When assessing the frequency of DDX41-mutated variants across the spectrum of MNs, DDX41 variants had the highest representation in high-risk MDS and secondary AML. This enrichment was correlated with greater frequencies of truncating variants in these cases, as carriers with truncated DDX41 variants were found to progress from MDS to secondary AML 2.5 times faster than those with DDX41-WT. This enhanced clonal evolution was not observed in carriers with non-truncating variants. Despite truncation status of DDX41 variants being a strong predictor of malignant transformation, the presence of DDX41-truncating alleles was not a predictor of overall survival (OS) in DDX41-mutated cases.
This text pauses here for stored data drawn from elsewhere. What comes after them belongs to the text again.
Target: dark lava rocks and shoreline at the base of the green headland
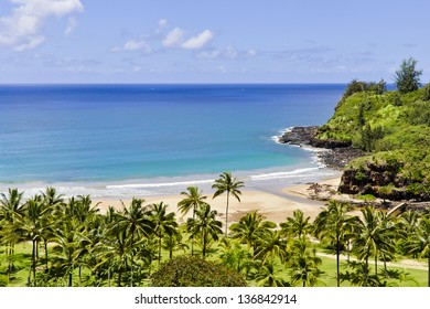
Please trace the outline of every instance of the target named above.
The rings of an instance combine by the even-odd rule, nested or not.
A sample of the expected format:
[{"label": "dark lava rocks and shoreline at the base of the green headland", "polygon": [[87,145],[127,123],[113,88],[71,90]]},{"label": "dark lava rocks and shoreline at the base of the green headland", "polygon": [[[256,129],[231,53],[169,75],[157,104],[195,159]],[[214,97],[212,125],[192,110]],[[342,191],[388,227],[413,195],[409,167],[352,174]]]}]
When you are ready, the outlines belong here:
[{"label": "dark lava rocks and shoreline at the base of the green headland", "polygon": [[[311,199],[320,201],[329,201],[331,199],[348,202],[355,206],[363,206],[372,204],[381,209],[393,209],[401,204],[399,211],[417,210],[422,211],[430,206],[429,202],[412,201],[408,199],[405,191],[394,190],[393,192],[380,194],[380,188],[388,183],[387,168],[372,166],[370,172],[366,174],[366,184],[356,184],[356,172],[354,169],[348,170],[345,167],[354,159],[365,156],[363,150],[353,148],[351,142],[343,142],[337,140],[318,139],[318,126],[310,127],[293,127],[279,137],[280,143],[293,145],[299,147],[311,147],[315,149],[323,149],[324,151],[316,151],[319,159],[330,169],[343,172],[341,183],[337,188],[333,185],[311,183],[308,189],[308,195]],[[373,172],[372,172],[373,171]],[[391,175],[391,173],[389,173]],[[393,173],[391,177],[394,177]],[[379,196],[376,199],[358,199],[357,195],[370,194]]]}]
As an additional acknowledgment of DDX41-mutated MN as a distinct entity, Makishima et al identified that an enrichment of AML-associated type-1 mutations, a class of mutations often acquired during the progression from high-risk MDS to secondary AML,⁹ was not recapitulated in respective comparisons with DDX41 mutants. In patients with germ line P/LP DDX41 variants, the frequencies of secondary somatic DDX41 variants were often larger compared with other driver mutations, consistent with observations in which carriers of a heterozygous P/LP germ line DDX41 variant later acquired a secondary somatic missense mutation in the other allele prior to malignant transformation.^3,10 Furthermore, DDX41-mutated cases have better OS, which, unlike in DDX41-WT cases, is not impacted by risk classification assigned by the revised/molecular international prognostic scoring system (IPSS-R/M) (see figure panel B) or TP53 mutation status. Intriguingly, retrospective analyses indicate that DDX41-mutated cases had better prognoses than unmutated cases, particularly when treated with hypomethylating agents.
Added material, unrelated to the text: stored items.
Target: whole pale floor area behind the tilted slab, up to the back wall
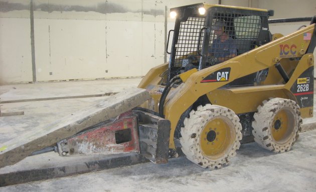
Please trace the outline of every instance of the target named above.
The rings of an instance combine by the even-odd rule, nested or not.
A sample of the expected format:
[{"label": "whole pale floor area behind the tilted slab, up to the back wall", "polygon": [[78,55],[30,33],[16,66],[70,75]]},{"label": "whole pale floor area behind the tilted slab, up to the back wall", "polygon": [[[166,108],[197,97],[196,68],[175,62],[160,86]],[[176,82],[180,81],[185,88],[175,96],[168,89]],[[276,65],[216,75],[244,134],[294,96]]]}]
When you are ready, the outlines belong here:
[{"label": "whole pale floor area behind the tilted slab, up to the back wall", "polygon": [[[35,84],[11,84],[0,86],[1,112],[24,111],[24,115],[0,117],[0,143],[34,130],[82,108],[94,105],[107,96],[70,98],[82,95],[97,95],[119,92],[137,87],[141,78],[105,79],[91,81],[46,82]],[[108,94],[107,94],[108,95]],[[34,99],[69,97],[67,99]],[[11,102],[29,100],[24,102]]]}]

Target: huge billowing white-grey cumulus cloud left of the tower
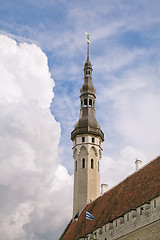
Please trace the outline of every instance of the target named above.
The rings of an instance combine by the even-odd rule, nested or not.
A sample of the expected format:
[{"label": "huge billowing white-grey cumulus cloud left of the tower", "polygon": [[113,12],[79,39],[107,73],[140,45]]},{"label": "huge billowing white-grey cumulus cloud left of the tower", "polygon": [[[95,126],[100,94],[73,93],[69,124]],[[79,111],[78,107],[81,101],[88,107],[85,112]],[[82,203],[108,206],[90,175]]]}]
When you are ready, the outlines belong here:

Key takeaways that will guide risk management of affected patients include the following: (1) Truncation status of DDX41 variants can inform whether the variants are germ line in nature, as somatic DDX41 mutations are almost exclusively non-truncating. (2) Truncating DDX41 variants are associated with faster progression to leukemia, but truncation status itself is not a predictor of OS in DDX41-mutated cases. (3) The life-long risk of developing MN from a P/LP germ line DDX41 variant is ∼50%, and the penetrance associated with DDX41 risk alleles in males is almost twice that of the penetrance in females. (4) Screening for DDX41 mutational status in patients with MN is of paramount importance as prognosis of DDX41-mutant MDS is discordant with classical IPSS-R/M stratification and TP53 mutational status. (5) DDX41-mutated MNs have better responsiveness to hypomethylating agents.
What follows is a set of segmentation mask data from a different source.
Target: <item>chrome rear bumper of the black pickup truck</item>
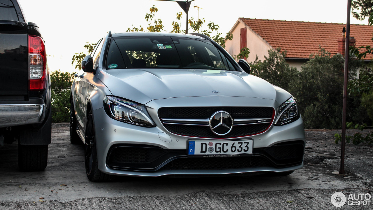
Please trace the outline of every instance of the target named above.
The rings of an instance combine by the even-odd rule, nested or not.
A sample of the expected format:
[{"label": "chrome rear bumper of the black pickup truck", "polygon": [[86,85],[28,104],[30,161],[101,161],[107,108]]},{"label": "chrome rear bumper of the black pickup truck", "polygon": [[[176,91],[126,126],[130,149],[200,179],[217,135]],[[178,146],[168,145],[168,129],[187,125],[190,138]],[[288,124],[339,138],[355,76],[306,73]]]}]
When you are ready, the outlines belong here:
[{"label": "chrome rear bumper of the black pickup truck", "polygon": [[0,104],[0,127],[40,123],[45,109],[45,104]]}]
Beyond clinical implications, these findings also raise important biological questions. For starters, why do these cases have lower frequencies of other mutations commonly observed in DDX41-WT MNs, and why do carriers of a monoallelic germ line P/LP DDX41 variant have higher propensities of acquiring a secondary somatic DDX41 mutation that can result in MN onset? One possibility is that mutations commonly observed in DDX41-WT cases are not compatible with germ line P/LP DDX41 variants in terms of hematopoietic stem cell fitness. This could potentially explain the observed higher frequency of secondary missense mutations (p.R525H) in DDX41 based on the absence of homozygous DDX41 truncating alleles, as somatic missense mutations such as p.R525H are likely hypomorphic.¹⁰ Further investigations into the underrepresentation of type-1 mutations in biallelic DDX41-mutated MNs may reveal opportunities for therapeutic interventions and provide further insights on alternative mechanisms of leukemic evolution.

Findings from Makishima et al elegantly reaffirm that correctly recognizing DDX41 mutational status will have widespread implications on the diagnosis and management of DDX41-related MNs and genetic counseling of affected family members to inform risk of MN development with associated DDX41 variants.

Conflict-of-interest disclosure: J.E.P. has served on advisory boards and received honoraria or clinical trial funding from Celgene/BMS and AbbVie. P.T. declares no competing financial interests.